Eglise Sainte-Radegonde
Son histoireSon histoire

Son histoire

Edifice remarquable, classé aujourd’hui aux Monuments Historiques, l’église Sainte Radégonde de La Bruffière domine la place centrale. Elle appartient au style romano-byzantin apporté d’Orient.

Sa construction en seulement 27 mois de 1889 à 1891 se situe en une époque de vogue d’édification de monuments religieux en Vendée. Œuvre de M. Ménard, architecte à Nantes, elle a pu voir le jour grâce à la générosité de nombreux paroissiens par des charrois de pierres en charrettes à bœufs ou des dons en argent à l’imitation d’un riche mécène : le cardinal Richard, archevêque de Paris et paroissien de La Bruffière en son château de l’Echasserie.
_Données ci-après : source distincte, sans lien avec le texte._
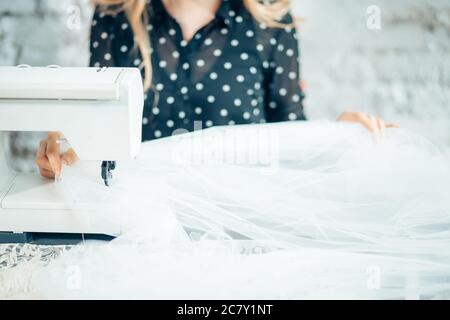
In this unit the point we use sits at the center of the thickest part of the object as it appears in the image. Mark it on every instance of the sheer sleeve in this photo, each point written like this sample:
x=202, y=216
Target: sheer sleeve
x=284, y=95
x=102, y=39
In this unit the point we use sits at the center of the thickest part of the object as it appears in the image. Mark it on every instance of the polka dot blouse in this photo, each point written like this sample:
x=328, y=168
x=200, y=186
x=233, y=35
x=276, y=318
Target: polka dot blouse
x=233, y=71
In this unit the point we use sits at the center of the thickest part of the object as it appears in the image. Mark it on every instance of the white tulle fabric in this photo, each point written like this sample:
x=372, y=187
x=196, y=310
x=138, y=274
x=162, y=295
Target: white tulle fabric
x=298, y=210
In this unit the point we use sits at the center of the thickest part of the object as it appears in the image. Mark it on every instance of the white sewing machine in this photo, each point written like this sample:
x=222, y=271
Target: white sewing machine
x=99, y=112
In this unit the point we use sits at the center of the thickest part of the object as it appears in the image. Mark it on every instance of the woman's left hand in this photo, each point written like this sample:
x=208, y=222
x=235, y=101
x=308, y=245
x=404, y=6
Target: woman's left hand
x=373, y=124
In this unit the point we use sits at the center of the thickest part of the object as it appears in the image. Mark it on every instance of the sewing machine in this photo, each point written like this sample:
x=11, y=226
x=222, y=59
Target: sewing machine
x=99, y=112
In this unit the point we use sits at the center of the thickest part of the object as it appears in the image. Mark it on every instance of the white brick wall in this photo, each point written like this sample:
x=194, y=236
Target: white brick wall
x=401, y=72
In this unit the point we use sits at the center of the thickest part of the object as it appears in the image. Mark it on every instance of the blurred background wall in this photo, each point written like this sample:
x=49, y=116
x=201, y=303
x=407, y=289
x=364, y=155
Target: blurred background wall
x=397, y=67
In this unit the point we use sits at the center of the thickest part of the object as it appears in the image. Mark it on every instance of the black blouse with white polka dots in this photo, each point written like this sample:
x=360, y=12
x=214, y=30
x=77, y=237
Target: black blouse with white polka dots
x=233, y=71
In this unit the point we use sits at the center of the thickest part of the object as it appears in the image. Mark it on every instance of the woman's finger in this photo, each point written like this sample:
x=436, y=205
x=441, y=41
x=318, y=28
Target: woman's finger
x=53, y=156
x=69, y=158
x=41, y=157
x=366, y=121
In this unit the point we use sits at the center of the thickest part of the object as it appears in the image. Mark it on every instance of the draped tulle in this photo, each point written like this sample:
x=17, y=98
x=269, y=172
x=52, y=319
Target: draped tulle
x=298, y=210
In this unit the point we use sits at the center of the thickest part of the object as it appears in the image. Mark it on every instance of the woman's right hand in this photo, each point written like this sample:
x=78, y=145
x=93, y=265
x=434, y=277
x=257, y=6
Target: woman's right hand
x=49, y=158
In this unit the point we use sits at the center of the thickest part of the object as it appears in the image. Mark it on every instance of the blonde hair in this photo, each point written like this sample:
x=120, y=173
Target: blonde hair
x=265, y=12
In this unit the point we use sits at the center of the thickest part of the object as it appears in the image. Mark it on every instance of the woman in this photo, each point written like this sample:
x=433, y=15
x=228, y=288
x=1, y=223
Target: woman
x=204, y=63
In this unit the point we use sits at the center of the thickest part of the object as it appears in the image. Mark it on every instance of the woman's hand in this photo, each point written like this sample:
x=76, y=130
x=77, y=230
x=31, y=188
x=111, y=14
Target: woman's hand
x=373, y=124
x=49, y=159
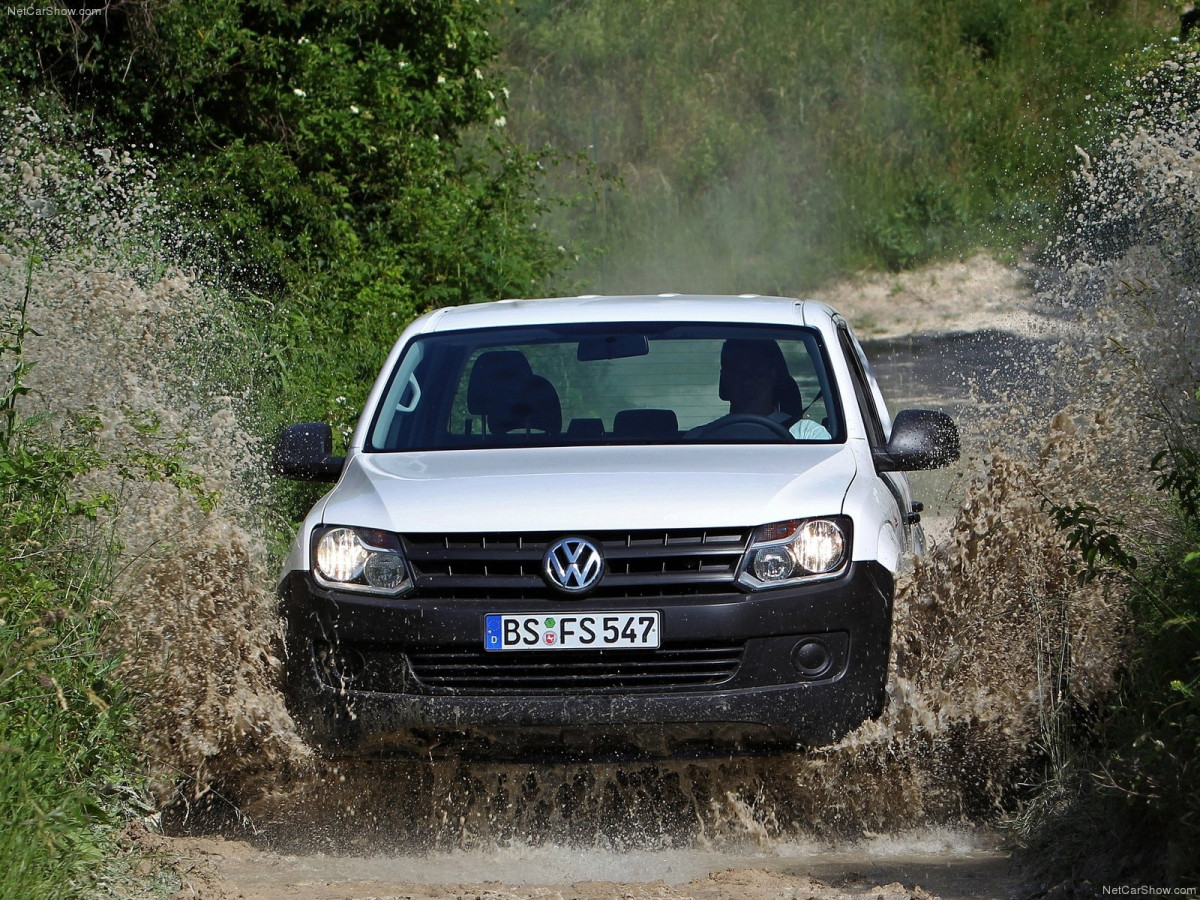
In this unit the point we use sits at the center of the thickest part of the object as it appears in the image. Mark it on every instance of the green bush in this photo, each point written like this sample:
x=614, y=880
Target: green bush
x=69, y=773
x=348, y=162
x=768, y=147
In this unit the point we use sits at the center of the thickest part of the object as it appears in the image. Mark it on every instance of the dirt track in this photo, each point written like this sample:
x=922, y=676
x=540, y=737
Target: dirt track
x=228, y=869
x=898, y=317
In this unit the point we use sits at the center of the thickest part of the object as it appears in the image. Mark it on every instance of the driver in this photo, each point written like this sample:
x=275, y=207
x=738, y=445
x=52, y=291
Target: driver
x=755, y=381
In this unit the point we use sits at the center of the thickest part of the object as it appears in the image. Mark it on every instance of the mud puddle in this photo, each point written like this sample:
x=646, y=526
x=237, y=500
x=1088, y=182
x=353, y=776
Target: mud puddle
x=967, y=865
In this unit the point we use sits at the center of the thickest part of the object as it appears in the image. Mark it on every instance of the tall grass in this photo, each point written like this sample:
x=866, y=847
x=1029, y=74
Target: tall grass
x=768, y=147
x=67, y=767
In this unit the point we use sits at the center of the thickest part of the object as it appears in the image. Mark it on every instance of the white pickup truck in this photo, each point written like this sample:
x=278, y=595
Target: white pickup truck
x=652, y=525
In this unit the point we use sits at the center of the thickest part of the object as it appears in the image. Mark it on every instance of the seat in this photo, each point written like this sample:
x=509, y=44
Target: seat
x=646, y=425
x=586, y=430
x=504, y=390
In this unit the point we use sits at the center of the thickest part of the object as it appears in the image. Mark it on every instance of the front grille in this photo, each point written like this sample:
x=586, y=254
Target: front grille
x=472, y=671
x=639, y=564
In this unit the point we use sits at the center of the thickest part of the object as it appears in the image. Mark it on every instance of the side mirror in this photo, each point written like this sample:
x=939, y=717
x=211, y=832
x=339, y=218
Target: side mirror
x=921, y=439
x=304, y=453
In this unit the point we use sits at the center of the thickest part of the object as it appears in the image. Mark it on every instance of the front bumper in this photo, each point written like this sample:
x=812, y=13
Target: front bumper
x=369, y=672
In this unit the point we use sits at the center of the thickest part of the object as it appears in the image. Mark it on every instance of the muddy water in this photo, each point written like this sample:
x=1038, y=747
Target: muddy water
x=995, y=642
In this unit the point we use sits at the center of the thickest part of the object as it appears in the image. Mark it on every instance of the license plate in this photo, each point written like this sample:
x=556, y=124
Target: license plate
x=571, y=631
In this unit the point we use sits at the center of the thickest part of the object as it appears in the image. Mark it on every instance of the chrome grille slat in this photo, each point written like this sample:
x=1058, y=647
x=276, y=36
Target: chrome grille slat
x=558, y=671
x=639, y=563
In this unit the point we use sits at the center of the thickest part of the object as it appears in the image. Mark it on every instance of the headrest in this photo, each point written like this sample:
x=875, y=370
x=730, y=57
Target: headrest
x=502, y=371
x=646, y=424
x=533, y=406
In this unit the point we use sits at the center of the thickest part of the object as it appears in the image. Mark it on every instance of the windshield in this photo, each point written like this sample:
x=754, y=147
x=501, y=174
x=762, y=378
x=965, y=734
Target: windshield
x=645, y=383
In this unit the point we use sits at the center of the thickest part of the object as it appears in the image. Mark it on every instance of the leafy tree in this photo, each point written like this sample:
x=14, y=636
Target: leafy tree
x=347, y=161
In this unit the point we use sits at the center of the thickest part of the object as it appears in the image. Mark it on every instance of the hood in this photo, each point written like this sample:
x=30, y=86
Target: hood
x=589, y=489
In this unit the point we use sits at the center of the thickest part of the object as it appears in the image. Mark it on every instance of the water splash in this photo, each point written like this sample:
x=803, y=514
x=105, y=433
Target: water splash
x=132, y=343
x=995, y=635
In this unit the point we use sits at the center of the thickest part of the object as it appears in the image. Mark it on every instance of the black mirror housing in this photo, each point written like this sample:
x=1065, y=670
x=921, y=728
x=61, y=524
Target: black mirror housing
x=921, y=439
x=304, y=453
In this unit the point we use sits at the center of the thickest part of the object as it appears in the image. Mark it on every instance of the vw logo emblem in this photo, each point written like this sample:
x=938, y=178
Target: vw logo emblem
x=573, y=564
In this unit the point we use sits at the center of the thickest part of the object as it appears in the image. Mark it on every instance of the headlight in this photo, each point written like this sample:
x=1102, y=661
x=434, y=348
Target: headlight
x=797, y=550
x=359, y=559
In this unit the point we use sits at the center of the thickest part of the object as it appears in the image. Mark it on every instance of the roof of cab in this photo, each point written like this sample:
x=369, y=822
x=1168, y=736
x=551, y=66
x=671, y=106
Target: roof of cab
x=645, y=307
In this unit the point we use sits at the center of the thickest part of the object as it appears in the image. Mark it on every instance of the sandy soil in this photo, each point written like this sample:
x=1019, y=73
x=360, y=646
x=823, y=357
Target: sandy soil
x=217, y=869
x=970, y=295
x=978, y=294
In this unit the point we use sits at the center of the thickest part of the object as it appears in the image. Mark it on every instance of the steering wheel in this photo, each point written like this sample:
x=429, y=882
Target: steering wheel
x=732, y=421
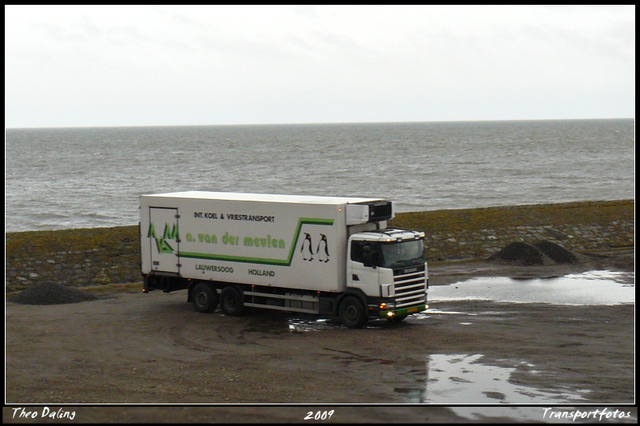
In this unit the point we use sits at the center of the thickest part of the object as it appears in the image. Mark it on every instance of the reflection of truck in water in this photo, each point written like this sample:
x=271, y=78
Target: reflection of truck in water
x=332, y=256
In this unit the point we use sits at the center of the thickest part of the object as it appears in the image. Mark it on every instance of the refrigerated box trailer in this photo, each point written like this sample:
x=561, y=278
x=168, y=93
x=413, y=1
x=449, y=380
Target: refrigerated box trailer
x=332, y=256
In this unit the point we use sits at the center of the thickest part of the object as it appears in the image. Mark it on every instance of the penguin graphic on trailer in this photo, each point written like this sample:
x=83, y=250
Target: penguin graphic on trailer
x=323, y=246
x=307, y=246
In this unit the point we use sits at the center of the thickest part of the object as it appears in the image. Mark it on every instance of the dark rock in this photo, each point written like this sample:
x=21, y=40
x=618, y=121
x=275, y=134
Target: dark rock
x=556, y=252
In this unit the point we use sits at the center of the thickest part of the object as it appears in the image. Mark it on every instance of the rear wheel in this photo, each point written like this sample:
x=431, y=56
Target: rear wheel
x=231, y=301
x=352, y=313
x=204, y=298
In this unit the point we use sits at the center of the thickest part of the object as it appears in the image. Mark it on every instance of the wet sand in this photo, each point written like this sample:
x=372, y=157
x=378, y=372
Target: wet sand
x=132, y=348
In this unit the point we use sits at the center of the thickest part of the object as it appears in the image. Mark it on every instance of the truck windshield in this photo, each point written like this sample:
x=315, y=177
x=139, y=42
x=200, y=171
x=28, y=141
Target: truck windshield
x=402, y=254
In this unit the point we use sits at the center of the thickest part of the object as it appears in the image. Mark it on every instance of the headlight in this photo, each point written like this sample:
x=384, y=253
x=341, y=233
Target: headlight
x=389, y=305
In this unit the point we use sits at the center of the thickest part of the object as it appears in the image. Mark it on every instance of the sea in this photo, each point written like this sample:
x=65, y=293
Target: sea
x=61, y=178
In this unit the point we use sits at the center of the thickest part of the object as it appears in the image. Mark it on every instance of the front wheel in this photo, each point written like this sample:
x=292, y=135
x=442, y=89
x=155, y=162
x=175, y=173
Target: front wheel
x=205, y=298
x=231, y=301
x=352, y=313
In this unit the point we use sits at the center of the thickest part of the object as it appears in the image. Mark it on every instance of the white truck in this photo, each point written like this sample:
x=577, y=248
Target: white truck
x=332, y=256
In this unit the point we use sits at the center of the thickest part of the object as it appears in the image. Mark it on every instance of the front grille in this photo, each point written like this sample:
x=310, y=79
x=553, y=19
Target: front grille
x=410, y=286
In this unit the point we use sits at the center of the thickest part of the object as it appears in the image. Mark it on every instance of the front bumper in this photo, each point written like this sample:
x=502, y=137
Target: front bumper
x=402, y=312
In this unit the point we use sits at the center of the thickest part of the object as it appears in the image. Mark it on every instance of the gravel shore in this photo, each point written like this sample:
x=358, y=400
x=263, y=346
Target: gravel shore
x=101, y=256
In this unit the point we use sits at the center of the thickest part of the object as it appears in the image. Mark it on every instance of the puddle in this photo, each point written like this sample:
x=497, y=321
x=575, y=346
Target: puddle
x=464, y=379
x=589, y=288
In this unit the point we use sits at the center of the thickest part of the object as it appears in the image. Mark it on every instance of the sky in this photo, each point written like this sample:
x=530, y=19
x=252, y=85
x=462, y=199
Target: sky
x=85, y=66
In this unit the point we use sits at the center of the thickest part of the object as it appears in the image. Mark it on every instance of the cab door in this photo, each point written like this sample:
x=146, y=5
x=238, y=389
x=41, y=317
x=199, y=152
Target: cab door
x=361, y=270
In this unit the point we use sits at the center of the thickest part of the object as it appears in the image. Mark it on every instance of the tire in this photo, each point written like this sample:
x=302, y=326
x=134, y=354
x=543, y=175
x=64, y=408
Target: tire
x=231, y=301
x=352, y=313
x=204, y=298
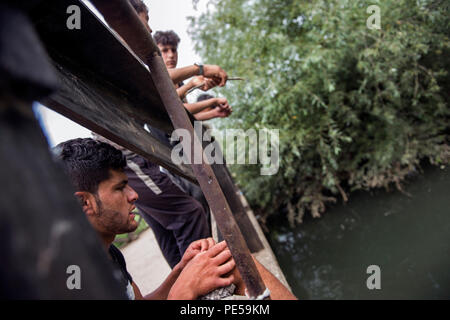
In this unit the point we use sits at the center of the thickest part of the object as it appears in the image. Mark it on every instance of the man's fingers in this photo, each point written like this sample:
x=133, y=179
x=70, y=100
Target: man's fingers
x=216, y=249
x=226, y=267
x=211, y=242
x=223, y=257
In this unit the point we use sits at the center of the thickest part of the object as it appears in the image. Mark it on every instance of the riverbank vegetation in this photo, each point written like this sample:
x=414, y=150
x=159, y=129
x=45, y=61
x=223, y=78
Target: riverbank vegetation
x=357, y=108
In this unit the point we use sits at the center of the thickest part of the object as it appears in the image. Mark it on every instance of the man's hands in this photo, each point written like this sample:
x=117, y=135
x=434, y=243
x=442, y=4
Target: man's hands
x=195, y=248
x=206, y=271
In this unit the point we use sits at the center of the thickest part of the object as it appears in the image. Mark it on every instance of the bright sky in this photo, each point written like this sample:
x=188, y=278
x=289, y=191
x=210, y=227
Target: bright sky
x=164, y=15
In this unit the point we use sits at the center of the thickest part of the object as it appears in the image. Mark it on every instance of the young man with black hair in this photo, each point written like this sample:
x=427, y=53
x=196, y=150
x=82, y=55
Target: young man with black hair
x=96, y=170
x=167, y=42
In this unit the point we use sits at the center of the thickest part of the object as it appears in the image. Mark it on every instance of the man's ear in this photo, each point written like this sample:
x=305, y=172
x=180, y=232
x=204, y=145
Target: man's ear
x=87, y=202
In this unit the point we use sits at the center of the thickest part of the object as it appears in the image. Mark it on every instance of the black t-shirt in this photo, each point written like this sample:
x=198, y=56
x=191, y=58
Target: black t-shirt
x=119, y=262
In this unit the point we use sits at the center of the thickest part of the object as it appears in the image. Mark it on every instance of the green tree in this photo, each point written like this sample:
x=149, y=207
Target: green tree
x=356, y=108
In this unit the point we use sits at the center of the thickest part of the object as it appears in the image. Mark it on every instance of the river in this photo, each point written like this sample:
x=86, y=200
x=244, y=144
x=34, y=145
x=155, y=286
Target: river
x=407, y=237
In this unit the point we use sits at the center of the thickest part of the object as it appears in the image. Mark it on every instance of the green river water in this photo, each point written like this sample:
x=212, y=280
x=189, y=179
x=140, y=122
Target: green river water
x=408, y=237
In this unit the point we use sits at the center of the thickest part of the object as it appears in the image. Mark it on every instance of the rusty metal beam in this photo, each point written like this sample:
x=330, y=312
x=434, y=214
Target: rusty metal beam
x=122, y=18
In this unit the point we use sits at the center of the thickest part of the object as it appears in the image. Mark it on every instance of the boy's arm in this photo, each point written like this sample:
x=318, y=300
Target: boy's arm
x=215, y=73
x=200, y=106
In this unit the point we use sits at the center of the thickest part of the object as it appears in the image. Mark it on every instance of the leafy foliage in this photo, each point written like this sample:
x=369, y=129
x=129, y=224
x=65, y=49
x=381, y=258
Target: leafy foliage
x=356, y=108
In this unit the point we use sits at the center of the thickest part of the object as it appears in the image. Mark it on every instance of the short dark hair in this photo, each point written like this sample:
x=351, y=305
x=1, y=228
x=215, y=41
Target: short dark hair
x=167, y=38
x=204, y=96
x=139, y=6
x=87, y=162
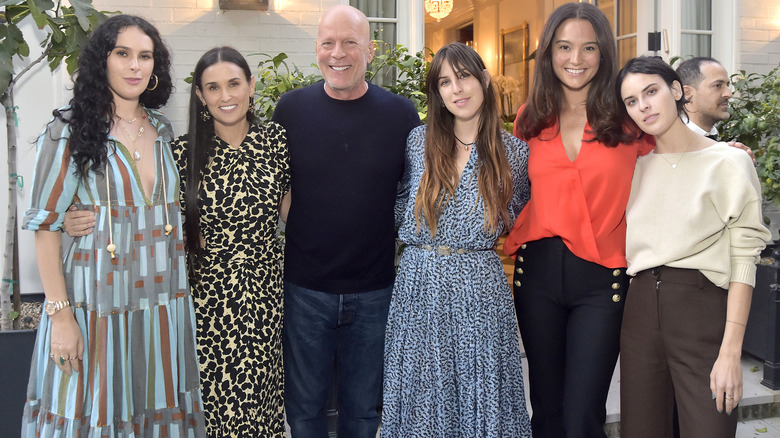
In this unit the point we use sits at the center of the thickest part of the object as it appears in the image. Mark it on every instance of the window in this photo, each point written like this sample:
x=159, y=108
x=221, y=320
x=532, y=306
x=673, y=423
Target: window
x=696, y=28
x=622, y=15
x=383, y=21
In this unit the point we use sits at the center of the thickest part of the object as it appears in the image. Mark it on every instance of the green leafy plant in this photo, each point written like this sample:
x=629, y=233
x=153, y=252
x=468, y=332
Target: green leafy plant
x=755, y=121
x=67, y=29
x=403, y=73
x=274, y=78
x=393, y=68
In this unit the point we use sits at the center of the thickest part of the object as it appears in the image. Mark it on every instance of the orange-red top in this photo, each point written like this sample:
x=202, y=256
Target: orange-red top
x=582, y=201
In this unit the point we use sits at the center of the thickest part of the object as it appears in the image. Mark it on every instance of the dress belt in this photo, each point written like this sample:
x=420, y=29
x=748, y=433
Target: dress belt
x=446, y=250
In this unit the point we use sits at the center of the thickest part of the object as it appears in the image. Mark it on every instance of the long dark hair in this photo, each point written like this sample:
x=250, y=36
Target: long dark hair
x=648, y=65
x=439, y=180
x=200, y=142
x=544, y=103
x=92, y=105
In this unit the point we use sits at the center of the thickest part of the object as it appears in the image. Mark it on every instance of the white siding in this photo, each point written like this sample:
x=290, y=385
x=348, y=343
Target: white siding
x=759, y=41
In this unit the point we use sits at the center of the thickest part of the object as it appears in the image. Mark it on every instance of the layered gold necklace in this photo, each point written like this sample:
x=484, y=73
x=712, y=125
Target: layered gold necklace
x=136, y=154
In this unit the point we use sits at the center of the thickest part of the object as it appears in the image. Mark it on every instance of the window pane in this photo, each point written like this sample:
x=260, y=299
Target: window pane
x=626, y=50
x=376, y=8
x=385, y=32
x=695, y=45
x=626, y=17
x=697, y=14
x=608, y=8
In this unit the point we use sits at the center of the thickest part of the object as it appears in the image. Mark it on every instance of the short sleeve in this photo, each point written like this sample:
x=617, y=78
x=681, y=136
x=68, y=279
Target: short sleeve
x=278, y=138
x=179, y=150
x=54, y=180
x=517, y=156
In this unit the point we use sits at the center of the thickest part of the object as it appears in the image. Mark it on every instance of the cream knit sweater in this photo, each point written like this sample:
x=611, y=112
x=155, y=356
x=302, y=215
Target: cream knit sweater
x=704, y=214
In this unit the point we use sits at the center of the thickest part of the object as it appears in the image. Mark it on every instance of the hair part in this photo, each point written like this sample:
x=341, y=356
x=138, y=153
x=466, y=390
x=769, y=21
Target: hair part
x=690, y=70
x=648, y=65
x=546, y=97
x=92, y=105
x=440, y=178
x=200, y=143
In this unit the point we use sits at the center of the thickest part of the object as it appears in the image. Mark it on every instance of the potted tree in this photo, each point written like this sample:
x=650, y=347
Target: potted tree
x=66, y=29
x=755, y=121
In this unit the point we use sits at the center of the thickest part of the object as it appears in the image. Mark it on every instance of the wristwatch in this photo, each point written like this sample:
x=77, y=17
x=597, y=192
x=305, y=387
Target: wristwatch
x=52, y=307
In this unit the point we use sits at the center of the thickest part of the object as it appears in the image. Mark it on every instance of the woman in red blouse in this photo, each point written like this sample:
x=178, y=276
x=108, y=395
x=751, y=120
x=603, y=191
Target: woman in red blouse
x=569, y=241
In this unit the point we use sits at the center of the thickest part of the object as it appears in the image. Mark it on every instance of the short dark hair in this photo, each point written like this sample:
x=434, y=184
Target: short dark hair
x=649, y=65
x=690, y=70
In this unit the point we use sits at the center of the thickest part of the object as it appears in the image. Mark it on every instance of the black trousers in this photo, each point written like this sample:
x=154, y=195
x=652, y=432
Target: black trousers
x=569, y=312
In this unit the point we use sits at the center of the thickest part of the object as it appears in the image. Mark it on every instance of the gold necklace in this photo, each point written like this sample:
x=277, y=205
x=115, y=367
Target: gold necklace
x=466, y=146
x=136, y=153
x=674, y=165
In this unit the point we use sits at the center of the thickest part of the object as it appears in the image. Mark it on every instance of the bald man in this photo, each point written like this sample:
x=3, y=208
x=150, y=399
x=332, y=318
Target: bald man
x=347, y=140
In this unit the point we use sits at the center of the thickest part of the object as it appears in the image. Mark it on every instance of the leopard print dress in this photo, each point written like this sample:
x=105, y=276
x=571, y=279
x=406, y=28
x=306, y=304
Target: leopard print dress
x=238, y=285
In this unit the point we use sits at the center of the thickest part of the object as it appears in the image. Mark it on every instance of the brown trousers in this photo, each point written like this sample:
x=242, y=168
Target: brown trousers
x=672, y=330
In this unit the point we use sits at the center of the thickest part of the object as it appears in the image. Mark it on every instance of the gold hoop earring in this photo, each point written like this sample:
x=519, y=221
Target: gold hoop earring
x=156, y=83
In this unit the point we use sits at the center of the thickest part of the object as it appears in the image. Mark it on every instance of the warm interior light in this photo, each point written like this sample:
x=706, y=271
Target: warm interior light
x=438, y=9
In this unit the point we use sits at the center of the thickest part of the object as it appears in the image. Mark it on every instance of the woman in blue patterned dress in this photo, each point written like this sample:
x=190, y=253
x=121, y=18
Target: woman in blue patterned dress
x=115, y=353
x=452, y=349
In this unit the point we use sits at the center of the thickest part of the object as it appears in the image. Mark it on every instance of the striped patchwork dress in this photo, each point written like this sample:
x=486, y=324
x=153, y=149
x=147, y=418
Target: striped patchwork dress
x=139, y=373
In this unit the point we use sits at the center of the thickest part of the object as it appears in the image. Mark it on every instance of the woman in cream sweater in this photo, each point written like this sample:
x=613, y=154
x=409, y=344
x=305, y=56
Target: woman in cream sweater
x=694, y=235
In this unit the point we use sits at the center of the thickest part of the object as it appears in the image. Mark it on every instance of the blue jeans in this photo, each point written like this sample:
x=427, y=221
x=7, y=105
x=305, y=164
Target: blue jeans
x=319, y=327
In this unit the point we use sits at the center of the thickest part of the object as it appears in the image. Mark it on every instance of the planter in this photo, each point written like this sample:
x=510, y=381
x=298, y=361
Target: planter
x=762, y=334
x=16, y=349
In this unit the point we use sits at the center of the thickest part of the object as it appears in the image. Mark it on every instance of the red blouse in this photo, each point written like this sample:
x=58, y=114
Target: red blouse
x=582, y=201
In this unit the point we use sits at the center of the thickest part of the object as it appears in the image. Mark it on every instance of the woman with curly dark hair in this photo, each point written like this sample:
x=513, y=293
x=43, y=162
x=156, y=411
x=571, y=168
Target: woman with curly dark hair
x=234, y=174
x=115, y=354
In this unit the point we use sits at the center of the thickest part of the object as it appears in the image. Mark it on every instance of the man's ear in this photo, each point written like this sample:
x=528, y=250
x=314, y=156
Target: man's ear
x=688, y=92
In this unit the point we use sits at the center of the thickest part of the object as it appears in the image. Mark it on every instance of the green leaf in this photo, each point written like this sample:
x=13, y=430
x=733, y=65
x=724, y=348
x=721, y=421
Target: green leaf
x=6, y=70
x=279, y=59
x=82, y=9
x=41, y=19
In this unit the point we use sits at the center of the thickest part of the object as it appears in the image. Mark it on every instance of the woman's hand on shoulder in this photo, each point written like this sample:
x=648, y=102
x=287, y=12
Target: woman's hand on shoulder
x=744, y=147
Contemplant la façade, nous découvrons des ouvertures plein cintre accompagnées d’une succession d’arcades. Un imposant prothyron sur colonnes couronne la porte centrale entourée à gauche des armoiries du cardinal Richard et à droite de celles de Mgr Catteau, évêque de Luçon. Sur le sommet, le Sacré-Cœur a été sculpté par M. Vallet de Nantes d’après les dimensions d’un vicaire de La Bruffière. Route de Nantes, la porte latérale garde les cicatrices des Inventaires de 1906. La force armée dut la défoncer à la hache pour investir l’église où s’étaient retranchés les paroissiens.

Pénétrant à l’intérieur, nous sommes frappés par le mélange harmonieux, en plusieurs parties du décor, des marbres et mosaïques. Certaines de ces dernières nous viennent du célèbre mosaïste italien Isidore Odorico (1845-1912).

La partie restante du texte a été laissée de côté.